São mais de mil pessoas detidas, outras centenas fichadas e algumas dezenas procuradas pela Polícia Federal no Brasil pelo vandalismo ocorrido no dia 8 de janeiro, em Brasília, quando o Palácio do Planalto, o Congresso e o Superior Tribunal Federal (STF) foram depredados por apoiadores do ex-presidente Jair Bolsonaro (PL). A cobertura massiva da imprensa e a pressão política induzem que houve terrorismo e os golpistas podem pegar até 38 anos de prisão, se forem responsabilizados por todos os crimes que teriam sido cometidos.
As imagens da TV e do circuito particular dos prédios públicos, o depoimento de policiais em trabalho e as postagens em redes sociais não deixam dúvidas de uma organização antecipada e serão usados para identificar e qualificar o vandalismo. O que se espera da Justiça é a tipificação e a condenação individual pela participação de cada denunciado, inclusive dos que financiaram o ato na Praça dos Três Poderes e que não apareceram no dia 8 para o "serviço". Então, tudo indica que quem fez conspiração em público ou destruiu o patrimônio do Estado, mesmo que tente apagar os rastros, terá de prestar contas com o judiciário. E não vai demorar.
Existem indícios de que um mutirão será feito pelas polícias e por membros do judiciário para ouvir os depoimentos, analisar os processos, denunciar, julgar e condenar. Em uma velocidade que a Justiça brasileira não está acostumada, semelhante ao que ocorreu nos EUA com a punição aos trumpistas que invadiram o Capitólio, em janeiro de 2022. A meta é colocar algumas centenas atrás das grades como exemplo por conspirar contra a democracia. E vai haver Justiça ou bodes expiatórios na punição?
Polêmica partidária e ideológica à parte, é fato que nem todos que vestiram a camisa amarela e foram a Brasília no dia 8 de janeiro podem ser considerados vândalos, terroristas, golpistas ou atentaram contra o estado democrático de direito. Tampouco deixaram de cometer crimes os que fizeram Pix (mesmo que o valor seja de R$ 1,00) para ajudar na gasolina, no aluguel de ônibus e na alimentação. Eles estão sujeitos a serem enquadrados em organização criminosa, tentativa de golpe e agressão (policiais e jornalistas).
Desde o dia 8, juristas brasileiros debatem sobre a punição aos vândalos e aos que financiaram os atos em Brasília. Foram elencados diversos delitos diretos e indiretos cometidos, o caminho a ser seguido pelo Ministério Público Federal nas denúncias e a possibilidade de sentença a ser dada pelos juízes.

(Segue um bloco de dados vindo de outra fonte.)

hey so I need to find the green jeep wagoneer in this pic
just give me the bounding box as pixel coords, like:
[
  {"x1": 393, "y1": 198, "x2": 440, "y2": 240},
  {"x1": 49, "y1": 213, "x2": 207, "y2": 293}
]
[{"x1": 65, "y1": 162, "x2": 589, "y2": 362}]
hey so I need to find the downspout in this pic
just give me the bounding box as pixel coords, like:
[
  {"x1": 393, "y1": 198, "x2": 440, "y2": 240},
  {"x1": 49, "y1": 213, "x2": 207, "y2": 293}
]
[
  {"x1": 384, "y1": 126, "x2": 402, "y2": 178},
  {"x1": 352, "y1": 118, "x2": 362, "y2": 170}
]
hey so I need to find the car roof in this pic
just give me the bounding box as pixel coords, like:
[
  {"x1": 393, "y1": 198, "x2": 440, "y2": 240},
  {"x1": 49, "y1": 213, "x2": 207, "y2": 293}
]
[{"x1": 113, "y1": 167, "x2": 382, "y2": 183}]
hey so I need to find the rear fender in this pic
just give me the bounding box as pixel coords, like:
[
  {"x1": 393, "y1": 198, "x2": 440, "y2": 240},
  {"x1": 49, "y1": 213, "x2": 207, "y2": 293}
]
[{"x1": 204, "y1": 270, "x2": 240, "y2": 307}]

A principal divergência está no enquadramento dos vândalos na lei 13.260, de 2016, a lei do Terrorismo, pois até mesmo os ministros do STF não estariam dispostos a sustentar essa argumentação para condenação de até 12 anos de reclusão ao condenado por esse artigo. Alívio? Não! Há outros crimes que somados podem dar até 12 anos de cadeia.
Encontrar o caminho equilibrado para a defesa fará a diferença em pegar de 3 a 6 meses de cadeia, no caso se for denunciado e condenado apenas por fazer ameaças, ou 38 anos de reclusão, se forem "responsabilizados civil, política e criminalmente pelos atos atentatórios à democracia, ao Estado de Direito e às instituições", conforme prometeu o ministro Alexandre de Moraes.

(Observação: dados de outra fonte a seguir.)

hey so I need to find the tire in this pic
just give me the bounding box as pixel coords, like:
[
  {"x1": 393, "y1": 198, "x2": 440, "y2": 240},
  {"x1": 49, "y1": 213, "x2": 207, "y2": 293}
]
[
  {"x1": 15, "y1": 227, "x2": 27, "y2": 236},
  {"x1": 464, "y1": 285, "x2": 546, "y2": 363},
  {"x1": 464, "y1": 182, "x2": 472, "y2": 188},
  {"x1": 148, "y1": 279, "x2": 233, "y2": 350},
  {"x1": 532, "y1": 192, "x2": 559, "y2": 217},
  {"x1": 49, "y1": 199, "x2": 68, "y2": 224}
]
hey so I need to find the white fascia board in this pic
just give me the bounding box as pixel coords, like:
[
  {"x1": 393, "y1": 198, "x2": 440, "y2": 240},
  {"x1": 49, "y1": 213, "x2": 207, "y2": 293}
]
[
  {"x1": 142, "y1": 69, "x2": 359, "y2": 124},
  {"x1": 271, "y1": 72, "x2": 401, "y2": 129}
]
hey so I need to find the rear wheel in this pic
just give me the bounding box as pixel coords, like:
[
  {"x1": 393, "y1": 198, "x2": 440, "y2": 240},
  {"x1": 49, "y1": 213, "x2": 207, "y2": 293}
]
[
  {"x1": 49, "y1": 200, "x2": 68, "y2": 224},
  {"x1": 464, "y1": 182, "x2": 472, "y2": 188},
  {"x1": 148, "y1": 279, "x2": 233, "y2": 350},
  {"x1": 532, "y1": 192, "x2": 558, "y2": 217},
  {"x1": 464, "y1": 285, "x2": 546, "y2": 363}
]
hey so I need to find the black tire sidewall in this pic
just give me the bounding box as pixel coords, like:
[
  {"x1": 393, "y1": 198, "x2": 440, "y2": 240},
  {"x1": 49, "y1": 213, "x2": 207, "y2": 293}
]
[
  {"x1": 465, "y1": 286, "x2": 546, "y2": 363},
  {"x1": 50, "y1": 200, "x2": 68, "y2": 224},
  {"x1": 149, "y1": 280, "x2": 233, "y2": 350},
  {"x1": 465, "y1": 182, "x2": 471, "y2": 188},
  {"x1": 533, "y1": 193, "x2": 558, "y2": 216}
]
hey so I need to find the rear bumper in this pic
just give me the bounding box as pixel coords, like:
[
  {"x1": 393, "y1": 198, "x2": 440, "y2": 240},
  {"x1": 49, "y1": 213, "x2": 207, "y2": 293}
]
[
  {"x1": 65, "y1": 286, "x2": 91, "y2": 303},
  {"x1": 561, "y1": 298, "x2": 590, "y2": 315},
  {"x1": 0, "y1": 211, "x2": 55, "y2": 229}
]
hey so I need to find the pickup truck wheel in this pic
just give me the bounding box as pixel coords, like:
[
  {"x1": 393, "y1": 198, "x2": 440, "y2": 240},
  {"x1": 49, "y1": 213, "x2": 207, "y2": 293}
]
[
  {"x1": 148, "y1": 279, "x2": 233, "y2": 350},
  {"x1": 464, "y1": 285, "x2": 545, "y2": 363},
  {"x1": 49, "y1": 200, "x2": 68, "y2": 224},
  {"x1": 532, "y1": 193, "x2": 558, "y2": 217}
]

Poderá ocorrer num erro grave se as defesas dos réus seguirem a linha ideológica direitista, como está se verificando nos últimos dias nos noticiários e em posts de advogados nas redes sociais. Nenhum juiz aceitará como justificativa para o vandalismo o direito à livre expressão política. Uma retórica bolsonarista que precisa ser abandonada pelo advogado de defesa se a proposta é evitar uma pena pesada. Lembre-se: o patrimônio público foi depredado e pessoas foram machucadas. Se há ou não infiltrados de esquerda, houve organização e líderes que se diziam partidários do ex-presidente Bolsonaro e se declaram patriotas. É preciso esquecer a retórica e se ater aos fatos ocorridos.

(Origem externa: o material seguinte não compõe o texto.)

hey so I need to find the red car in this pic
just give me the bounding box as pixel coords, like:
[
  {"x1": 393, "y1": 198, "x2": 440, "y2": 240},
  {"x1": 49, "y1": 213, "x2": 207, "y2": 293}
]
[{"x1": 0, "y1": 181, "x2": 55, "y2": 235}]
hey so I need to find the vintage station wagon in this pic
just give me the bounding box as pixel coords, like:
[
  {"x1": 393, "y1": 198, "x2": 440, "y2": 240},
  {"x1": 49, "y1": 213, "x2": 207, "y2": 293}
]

Nos últimos anos, assistimos a decisões do Judiciário que foram consideradas atos políticos/partidários e até motivaram discussões acaloradas nas eleições presidenciais. Desta vez, com fartas provas produzidas pelos réus (vídeos em redes sociais e depósitos bancários rastreáveis), alguns personagens do trágico dia 8 de janeiro não vão escapar da punição. A defesa ideológica, desta vez, não assegura liberdade. A fundamentação jurídica bem feita fará a diferença a partir de agora.